1.0 Policy
Unless
otherwise specifically excepted, the adjudication of the following
types of care is subject to the following authorization requirements:
1.1 Adjunctive
dental care must be preauthorized.
1.4 Effective
October 1, 1991, preadmission and continued stay authorization is
required before nonemergency inpatient mental health services may
be cost-shared (includes Residential Treatment Center (RTC) care
and inpatient/residential Substance Use Disorder (SUD) detoxification
and rehabilitation).
1.5 Effective
November 18, 1991, psychoanalysis must be preauthorized.
1.6 The Director,
Defense Health Agency (DHA), or designee, may require preauthorization
of admission to nonemergency inpatient
facilities.
1.7 Organ and stem cell transplants are required
to be preauthorized. For organ and stem cell transplants, the preauthorization
shall remain in effect as long as the beneficiary continues to meet
the specific transplant criteria set forth in this TRICARE Policy
Manual (TPM), or until the approved transplant occurs.
1.9 Effective
for dates of service
June 1, 2010, Skilled Nursing
Facility (SNF) care received in the U.S. and U.S. territories must
be preauthorized for TRICARE dual eligible beneficiaries. The TRICARE
Dual Eligible Fiscal Intermediary Contract (TDEFIC) contractor will
preauthorize SNF care beginning on day 101, when TRICARE becomes
primary payer. For those beneficiaries inpatient on the effective
date, a preauthorization will be required August 1, 2010. See the
TRICARE Operations Manual (TOM),
Chapter 7, Section 2 and the TRICARE Reimbursement
Manual (TRM),
Chapter 8, Section 1.
1.11 Medically
necessary low protein modified foods for the treatment of inborn
errors of metabolism shall be preauthorized in accordance with
Chapter 8, Section 7.2.
1.12 Each
TRICARE
contractor may require additional
care authorizations not identified in this section. Such authorization
requirements may differ between regions. Beneficiaries and providers
are responsible for contacting their contractor for a listing of
additional regional authorization requirements.

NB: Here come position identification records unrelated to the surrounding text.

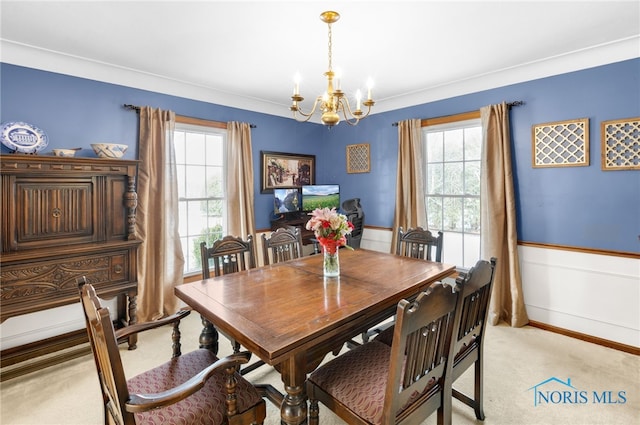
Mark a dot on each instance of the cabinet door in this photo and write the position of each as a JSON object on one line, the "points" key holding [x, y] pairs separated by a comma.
{"points": [[49, 212]]}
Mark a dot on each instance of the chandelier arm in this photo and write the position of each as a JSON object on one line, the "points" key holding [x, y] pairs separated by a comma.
{"points": [[307, 115]]}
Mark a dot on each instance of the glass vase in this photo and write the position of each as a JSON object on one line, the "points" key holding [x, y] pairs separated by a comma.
{"points": [[331, 263]]}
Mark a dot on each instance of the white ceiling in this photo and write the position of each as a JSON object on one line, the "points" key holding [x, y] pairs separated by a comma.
{"points": [[245, 54]]}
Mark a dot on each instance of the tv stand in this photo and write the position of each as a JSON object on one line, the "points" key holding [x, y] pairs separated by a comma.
{"points": [[296, 219]]}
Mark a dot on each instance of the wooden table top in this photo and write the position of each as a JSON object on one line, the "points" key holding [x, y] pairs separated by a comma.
{"points": [[284, 309]]}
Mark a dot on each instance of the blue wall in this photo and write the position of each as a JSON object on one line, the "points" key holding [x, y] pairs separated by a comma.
{"points": [[576, 206]]}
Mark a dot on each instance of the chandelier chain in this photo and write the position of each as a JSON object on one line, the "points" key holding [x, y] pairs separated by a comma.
{"points": [[330, 48]]}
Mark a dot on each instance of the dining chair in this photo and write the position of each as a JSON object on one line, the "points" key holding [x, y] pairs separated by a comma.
{"points": [[195, 387], [469, 340], [230, 254], [282, 245], [353, 210], [415, 243], [419, 243], [404, 383], [476, 287]]}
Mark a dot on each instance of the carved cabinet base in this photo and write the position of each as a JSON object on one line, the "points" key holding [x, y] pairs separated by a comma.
{"points": [[63, 218]]}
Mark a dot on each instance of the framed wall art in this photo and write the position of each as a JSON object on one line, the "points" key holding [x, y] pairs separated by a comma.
{"points": [[358, 160], [620, 144], [286, 170], [561, 144]]}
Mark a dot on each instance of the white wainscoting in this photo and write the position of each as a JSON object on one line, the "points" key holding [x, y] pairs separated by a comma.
{"points": [[31, 327], [596, 295]]}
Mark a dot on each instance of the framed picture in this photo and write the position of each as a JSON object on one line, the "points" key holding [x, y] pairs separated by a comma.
{"points": [[561, 144], [620, 144], [286, 170], [358, 160]]}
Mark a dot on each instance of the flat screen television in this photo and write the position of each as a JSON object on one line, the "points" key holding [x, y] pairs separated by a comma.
{"points": [[286, 201], [320, 196]]}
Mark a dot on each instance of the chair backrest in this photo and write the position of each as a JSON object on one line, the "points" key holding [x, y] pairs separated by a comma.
{"points": [[353, 210], [476, 294], [419, 243], [229, 255], [422, 355], [283, 244], [106, 354]]}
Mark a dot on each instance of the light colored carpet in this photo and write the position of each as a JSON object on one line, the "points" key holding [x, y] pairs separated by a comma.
{"points": [[516, 360]]}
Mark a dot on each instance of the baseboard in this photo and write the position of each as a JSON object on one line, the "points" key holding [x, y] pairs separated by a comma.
{"points": [[588, 338]]}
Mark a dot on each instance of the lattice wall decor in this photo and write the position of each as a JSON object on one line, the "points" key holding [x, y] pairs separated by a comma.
{"points": [[358, 160], [620, 141], [561, 144]]}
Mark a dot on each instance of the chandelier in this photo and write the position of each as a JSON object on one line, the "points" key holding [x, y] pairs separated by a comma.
{"points": [[333, 101]]}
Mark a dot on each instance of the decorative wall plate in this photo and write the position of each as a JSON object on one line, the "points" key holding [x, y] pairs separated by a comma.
{"points": [[24, 138]]}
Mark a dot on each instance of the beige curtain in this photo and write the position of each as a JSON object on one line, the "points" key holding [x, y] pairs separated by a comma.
{"points": [[498, 217], [410, 208], [240, 180], [160, 259]]}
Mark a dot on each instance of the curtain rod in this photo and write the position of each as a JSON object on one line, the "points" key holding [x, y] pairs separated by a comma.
{"points": [[509, 105], [137, 109]]}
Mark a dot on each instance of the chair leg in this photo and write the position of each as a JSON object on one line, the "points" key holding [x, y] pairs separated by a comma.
{"points": [[175, 337], [314, 412]]}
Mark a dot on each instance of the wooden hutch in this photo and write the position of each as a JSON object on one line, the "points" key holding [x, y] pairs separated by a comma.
{"points": [[63, 218]]}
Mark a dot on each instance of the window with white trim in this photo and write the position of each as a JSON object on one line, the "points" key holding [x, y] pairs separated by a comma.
{"points": [[200, 153], [452, 187]]}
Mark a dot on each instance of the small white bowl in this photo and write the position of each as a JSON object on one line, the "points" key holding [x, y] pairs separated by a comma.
{"points": [[109, 150], [65, 152]]}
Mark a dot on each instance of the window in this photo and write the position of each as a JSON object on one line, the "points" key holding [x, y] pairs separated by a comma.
{"points": [[200, 153], [452, 172]]}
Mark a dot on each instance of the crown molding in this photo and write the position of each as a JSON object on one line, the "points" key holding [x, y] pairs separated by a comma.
{"points": [[46, 60]]}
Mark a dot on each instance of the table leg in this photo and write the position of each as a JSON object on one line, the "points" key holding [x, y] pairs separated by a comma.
{"points": [[294, 405], [132, 298]]}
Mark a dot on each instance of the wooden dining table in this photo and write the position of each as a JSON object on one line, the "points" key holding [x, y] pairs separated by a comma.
{"points": [[290, 316]]}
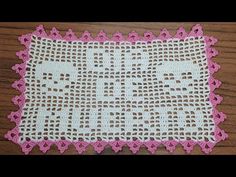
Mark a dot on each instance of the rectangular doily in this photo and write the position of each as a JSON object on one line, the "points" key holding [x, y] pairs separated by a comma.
{"points": [[136, 91]]}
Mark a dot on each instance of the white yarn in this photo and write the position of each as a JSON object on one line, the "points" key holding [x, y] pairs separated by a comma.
{"points": [[90, 91]]}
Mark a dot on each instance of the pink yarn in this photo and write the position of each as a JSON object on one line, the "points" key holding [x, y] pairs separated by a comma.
{"points": [[99, 146]]}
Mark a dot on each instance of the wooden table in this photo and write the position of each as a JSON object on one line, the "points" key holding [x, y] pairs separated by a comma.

Note: When a beneficiary has “other insurance” that
provides primary coverage, preauthorization requirements in
paragraph 1.12.
will not apply. Any medically necessary reviews the contractor believes are
necessary, to act as a secondary payor, shall be performed on a
retrospective basis. The conditions for applying this exception
are:
• The
Other Health Insurance (OHI) must be primary under the provisions
of the TRM,
Chapter 4, Section 1.
• Documentation that
the OHI processed the claim and of the exact amount paid must be submitted
with the TRICARE claim.
1.13 Provider payments are reduced for the failure
to comply with the preauthorization requirements for certain types
of care. See the TRM,
Chapter 1, Section 28.
2.0
EXCEPTIONS
2.1 For dual
eligible beneficiaries, these requirements apply when TRICARE is
primary payer. As secondary payer, TRICARE will rely on and not
replicate Medicare’s determination of medical necessity and appropriateness
in all circumstances where Medicare is primary payer. In the event
that TRICARE is primary payer for these services and preauthorization
was not obtained, the contractor will obtain the necessary information
and perform a retrospective review.
2.2 The requirement that a TRICARE
Prime enrollee obtain a referral/authorization from their Primary
Care Manager (PCM) to receive the H1N1 immunization from a non-network,
TRICARE-authorized provider has been temporarily waived from October
1, 2009 to May 1, 2010. During this period, Prime enrollees may
obtain the H1N1 immunization from a non-network TRICARE-authorized provider
without prior authorization or PCM referral. Point Of Service (POS)
cost-shares normally associated with non-referred care obtained
by Prime enrollees from non-network providers without appropriate
authorization will not apply during this period.